Atherton's City Council has decided to put off a study of reducing the number of lanes on El Camino Real while waiting to see what Menlo Park decides to do on its neighboring stretch of the state highway.
Instead of studying future lane reductions, the council plans to concentrate on improving existing conditions on the road.
In October, the council had given the go-ahead for a study of the effects of reducing its 1.6 miles of El Camino from six travel lanes to four, but had not yet approved a contract for the actual work. Community Services Director Michael Kashiwagi estimated the study would cost about $150,000. The study would have looked at alternatives, such as reducing the width, but not the number, of travel lanes.
Mr. Kashiwagi said that since 2013, when the town started serious negotiations with Caltrans about ways to make El Camino safer, much of the conversation has centered around reduction of travel lanes. "It has also been acknowledged that this change could be costly to study and implement," he said.
With Menlo Park about to finish its own study of what to do with its stretch of El Camino, including the option of increasing the number of travel lanes, the Atherton council members said that now is not the time to go ahead with the study.
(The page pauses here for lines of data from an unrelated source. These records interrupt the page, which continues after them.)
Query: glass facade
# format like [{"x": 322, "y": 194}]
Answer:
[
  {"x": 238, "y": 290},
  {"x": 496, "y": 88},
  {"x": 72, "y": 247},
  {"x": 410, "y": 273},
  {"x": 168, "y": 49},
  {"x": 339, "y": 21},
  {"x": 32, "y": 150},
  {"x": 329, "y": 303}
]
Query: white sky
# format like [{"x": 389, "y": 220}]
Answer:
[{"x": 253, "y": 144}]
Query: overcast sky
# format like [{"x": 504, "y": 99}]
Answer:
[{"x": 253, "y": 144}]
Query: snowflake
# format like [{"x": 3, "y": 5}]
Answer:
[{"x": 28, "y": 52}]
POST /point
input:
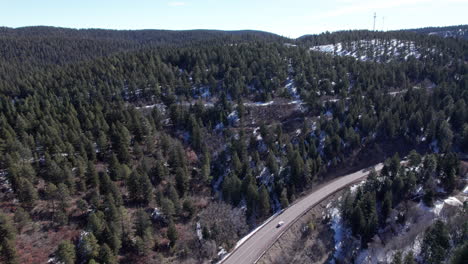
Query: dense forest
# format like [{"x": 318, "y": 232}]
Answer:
[{"x": 140, "y": 146}]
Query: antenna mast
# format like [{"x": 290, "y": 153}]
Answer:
[{"x": 375, "y": 16}]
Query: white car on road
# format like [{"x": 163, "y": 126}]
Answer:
[{"x": 280, "y": 223}]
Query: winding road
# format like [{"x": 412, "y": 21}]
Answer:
[{"x": 256, "y": 245}]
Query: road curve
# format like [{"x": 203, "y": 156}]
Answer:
[{"x": 254, "y": 247}]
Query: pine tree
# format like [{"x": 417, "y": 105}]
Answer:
[
  {"x": 7, "y": 240},
  {"x": 284, "y": 199},
  {"x": 182, "y": 180},
  {"x": 264, "y": 202},
  {"x": 172, "y": 234},
  {"x": 66, "y": 252},
  {"x": 106, "y": 255},
  {"x": 27, "y": 194}
]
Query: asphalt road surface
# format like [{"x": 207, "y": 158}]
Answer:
[{"x": 252, "y": 249}]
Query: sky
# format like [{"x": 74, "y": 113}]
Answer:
[{"x": 289, "y": 18}]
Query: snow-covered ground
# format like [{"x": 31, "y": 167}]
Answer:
[{"x": 375, "y": 49}]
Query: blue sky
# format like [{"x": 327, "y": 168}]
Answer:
[{"x": 291, "y": 18}]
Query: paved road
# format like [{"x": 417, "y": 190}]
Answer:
[{"x": 253, "y": 248}]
"I think we should suspend the study on El Camino at this point in time," said council member Bill Widmer. "If Menlo Park comes back with a surprise we could always reopen it."
Council member Elizabeth Lewis agreed. "We don't live in a 1.6 mile island," she said. Whatever Atherton does should "be complementary" with what neighbors are doing, she said.
Council members said the town should also see what comes out of a March 16 meeting in Atherton to discuss the Grand Boulevard Initiative, which is working on making improvements to the entire length of El Camino, from San Jose to Daly City.
Atherton plans to look at current conditions on its stretch of El Camino, including how many pedestrians and bicyclists use and cross the street. The council approved investigating adding either a conventional stoplight or a pedestrian-controlled stoplight (called a hybrid pedestrian beacon) on El Camino at Almendral Avenue.
The council asked the town staff to communicate with residents of Selby Lane to see what could be done to make that intersection safer that would be palatable to those residents.
"The most important focus for us is on the crosswalks because that's where the accidents are happening," said Mayor Rick DeGolia. When the town builds a new civic center, the need for residents to safely cross from one side of Atherton to the other will be very important, he said. "I think we need to look seriously at every single one of these unprotected crossings."